Real-world applications

Notes:

Summary:

  1. Total meme of a paper. Included very neat pretraining and data preperation steps, though.

  2. Focused on training an img2text model on a task where there is no real dataset, paper details the steps they took to create one.

  3. Weakly supervised model.

Medium level:

Figure 1

Figure 1. Example outputs

The goal of this paper was to generate critical textual feedback for photographs of many different modalities (but all lying within ‘artistic photography’). There are datasets for similar purposes (namely images paired together with comments), however, the vast majority of these comments aren’t critical, or are grammatically incorrect. The authors seem to delete or automagically correct these, but it’s not exactly clear in the paper.

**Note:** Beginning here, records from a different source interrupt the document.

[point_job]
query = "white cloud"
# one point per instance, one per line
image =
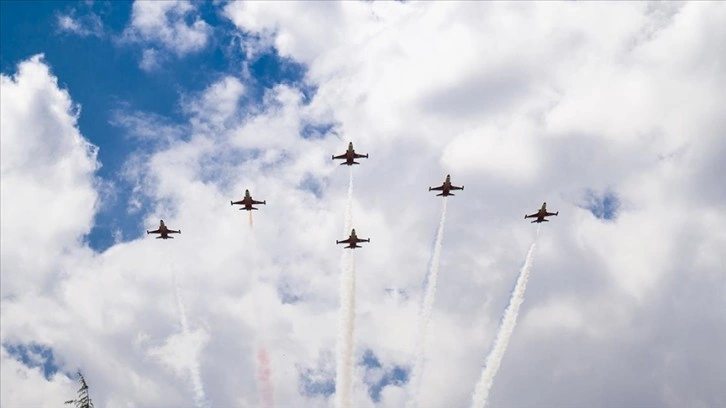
(521, 102)
(173, 25)
(47, 172)
(84, 26)
(23, 386)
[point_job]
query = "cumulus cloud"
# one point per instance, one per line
(521, 102)
(48, 176)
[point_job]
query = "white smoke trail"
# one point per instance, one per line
(264, 380)
(506, 328)
(346, 328)
(199, 397)
(349, 203)
(425, 312)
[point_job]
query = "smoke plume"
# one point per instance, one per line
(506, 328)
(425, 311)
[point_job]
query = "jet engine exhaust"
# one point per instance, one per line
(425, 312)
(200, 399)
(506, 328)
(264, 381)
(346, 329)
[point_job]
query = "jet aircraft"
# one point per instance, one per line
(352, 241)
(541, 214)
(350, 155)
(247, 202)
(163, 231)
(446, 187)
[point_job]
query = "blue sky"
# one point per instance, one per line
(103, 75)
(190, 103)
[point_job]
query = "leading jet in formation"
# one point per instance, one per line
(163, 231)
(352, 241)
(247, 202)
(350, 155)
(541, 214)
(446, 187)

The authors decide to quantify captions for a given image based off how ‘informative’ the caption is. They first broke the vocabulary into unigrams and bigrams; bigrams consisted of ‘descriptor-object’ pairs, such as ‘nice colors’, ‘too small’, ‘distracting background’, etc.. They then look at the TF-IDF of words in the vocabulary.

Each n-gram, \(\omega\), is then assigned a probability \(P\), as:

\[P(\omega) = \frac{C_\omega}{\sum^D_{i=1} C_i}\]

where D is the vocabulary size \(C_\omega\) is the corpus frequency of the n-gram \(\omega\).

The authors then represent a comment as the union of the unigrams (\(u_i\)) and bigrams (\(b_i\)), with a given sequence \(S = (u_1, ..., u_N) \cup (b_1, ..., b_M) = S_u \cup S_b\). A comment is assigned and informativeness score, \(\rho\), as:

\[\rho_s = -\frac{1}{2} \bigg[ \log \prod^N_i P(u_i) + \log \prod^M_j P(b_j) \bigg]\]

(2) is just the average of the negative log probability of \(S_u\) and \(S_b\).

The score of a comment is created under the assumption that all n-grams are independent. As such, if the n-grams in a sentence have higher corpus probabilities, then the corresponding \(\rho\) score is low, due to the negative logarithm, and vice versa.

\(\rho\) will be higher for longer comments than others, however, long comments without ‘informative’ words are still discarded.

Comments below a certain threshold (\(\rho = 20\)) were deleted. Roughly 55% of the \(\sim 3\)m corpus were deleted. These comments in hand, we still cannot train the CNN efficiently. There are \(\sim\) 25k n-grams, many redundant. The authors then cluster semantically similar n-grams, such as ‘face’ and ‘ear’, ‘sky’ and ‘cloud’, etc..

The authors then use a technique called latent Dirichlet allocation.

Latent Dirichlet Allocation (LDA):

Given a set of documents, \(\mathcal{D} = \{ D_1, ..., D_N \}\), vocabulary of words, \(\mathcal{W} = \{ w_1, ..., w_M \}\), the task is to infer K latent topics \(\mathcal{T} = \{ T_1, ..., T_k \}\), where each topic can be seen as a collection of words, and each document can be seen as a collection of topics. This is usually done via a variational approximation.

The authors set \(K = 200\), then used these topics as labels for the CNN. Once the CNN was trained, they simple used it as a feature extractor for the LSTM, which took it as input and tried to predict the ground truth caption.

image{width=”12cm”}